Setengah perjalanan sudah dilalui angkutan bobrok itu. Memasuki pertinggaan Manggala, sebelum angkutan belok kiri mengambil jalur Curug Cipendok, beberapa penumpang di belakang turun. Lepas dari pertigaan Manggala permukaan aspal bisa dibilang rusak. Lobang besar di mana-mana. Dewi memekik ketika angkutan itu berkali-kali menggelinjang sebab ban roda angkutan terperanyak menggerus lobang-lobang celaka itu.
Lebih dari sepelemparan batu meninggalkan pertigaan Manggala, kontur jalan kini menanjak luar biasa. Hawa yang tadi panas pengap berdebu kini perlahan sejuk. Pemandangan di pinggir jalan mulai berubah. Nuansa alam yang segar mulai terasa.

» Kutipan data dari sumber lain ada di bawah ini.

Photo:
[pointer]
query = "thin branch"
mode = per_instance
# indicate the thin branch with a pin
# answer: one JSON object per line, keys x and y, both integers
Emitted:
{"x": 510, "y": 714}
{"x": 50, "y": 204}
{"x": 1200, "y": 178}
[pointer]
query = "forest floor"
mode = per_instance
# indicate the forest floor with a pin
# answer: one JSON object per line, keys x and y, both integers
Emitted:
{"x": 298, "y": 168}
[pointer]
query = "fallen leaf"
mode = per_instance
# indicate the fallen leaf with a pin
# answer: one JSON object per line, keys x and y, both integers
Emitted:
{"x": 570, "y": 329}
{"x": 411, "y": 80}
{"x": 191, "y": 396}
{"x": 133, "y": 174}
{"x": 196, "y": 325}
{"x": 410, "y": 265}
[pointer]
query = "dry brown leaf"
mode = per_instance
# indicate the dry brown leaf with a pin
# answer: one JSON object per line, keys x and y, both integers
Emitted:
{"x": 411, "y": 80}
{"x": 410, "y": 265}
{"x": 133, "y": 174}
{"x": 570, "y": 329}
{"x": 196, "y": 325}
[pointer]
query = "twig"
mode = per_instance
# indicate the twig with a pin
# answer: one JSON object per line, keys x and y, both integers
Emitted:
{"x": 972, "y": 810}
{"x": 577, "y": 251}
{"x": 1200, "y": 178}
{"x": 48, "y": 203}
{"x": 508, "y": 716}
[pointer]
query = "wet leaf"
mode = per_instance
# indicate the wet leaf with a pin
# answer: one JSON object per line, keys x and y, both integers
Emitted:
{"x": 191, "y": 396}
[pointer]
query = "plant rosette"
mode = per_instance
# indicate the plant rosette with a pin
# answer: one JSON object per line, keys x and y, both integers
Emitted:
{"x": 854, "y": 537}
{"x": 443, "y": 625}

Akhirnya angkutan itu berhenti di depan gerbang masuk Wanawisata Curug Cipendok tepat hisapan terakhir rok*k sang sopir. Rok*k yang telah pendek itu dicampakannya keluar jendela. Melihat hal ini Dewi bergumam dalam hati. “Tidak dinyana sopir kumal ini bisa dipegang kata-katanya.” teringat lagi kata-kata sopir ketika dirinya menanyakan berapa jauh lagi. “Satu batang rok*k lagi neng…”
Gadis ini menengok ke belakang. Dia terkejut, bangku-bangku yang tadi dipenuhi penumpang kini kosong melompong. Hanya dia kini dengan sang sopir. Si sopir yang mafhum apa yang ada di benak sang dara buru-buru berkata. “Penumpang-penumpang di belakang sudah turun di perkampungan terakhir tadi. Sesuai trayek angkutan saya, seharusnya saya sudah berhenti di Grumbul Lebaksiu dan kembali lagi ke pangkalan. Kecuali jika neng mencarter saya. Tapi saya kasihan sama neng jika harus jalan kaki dari perbatasan, bisa-bisa semaput duluan sebelum sampai ke pintu masuk.”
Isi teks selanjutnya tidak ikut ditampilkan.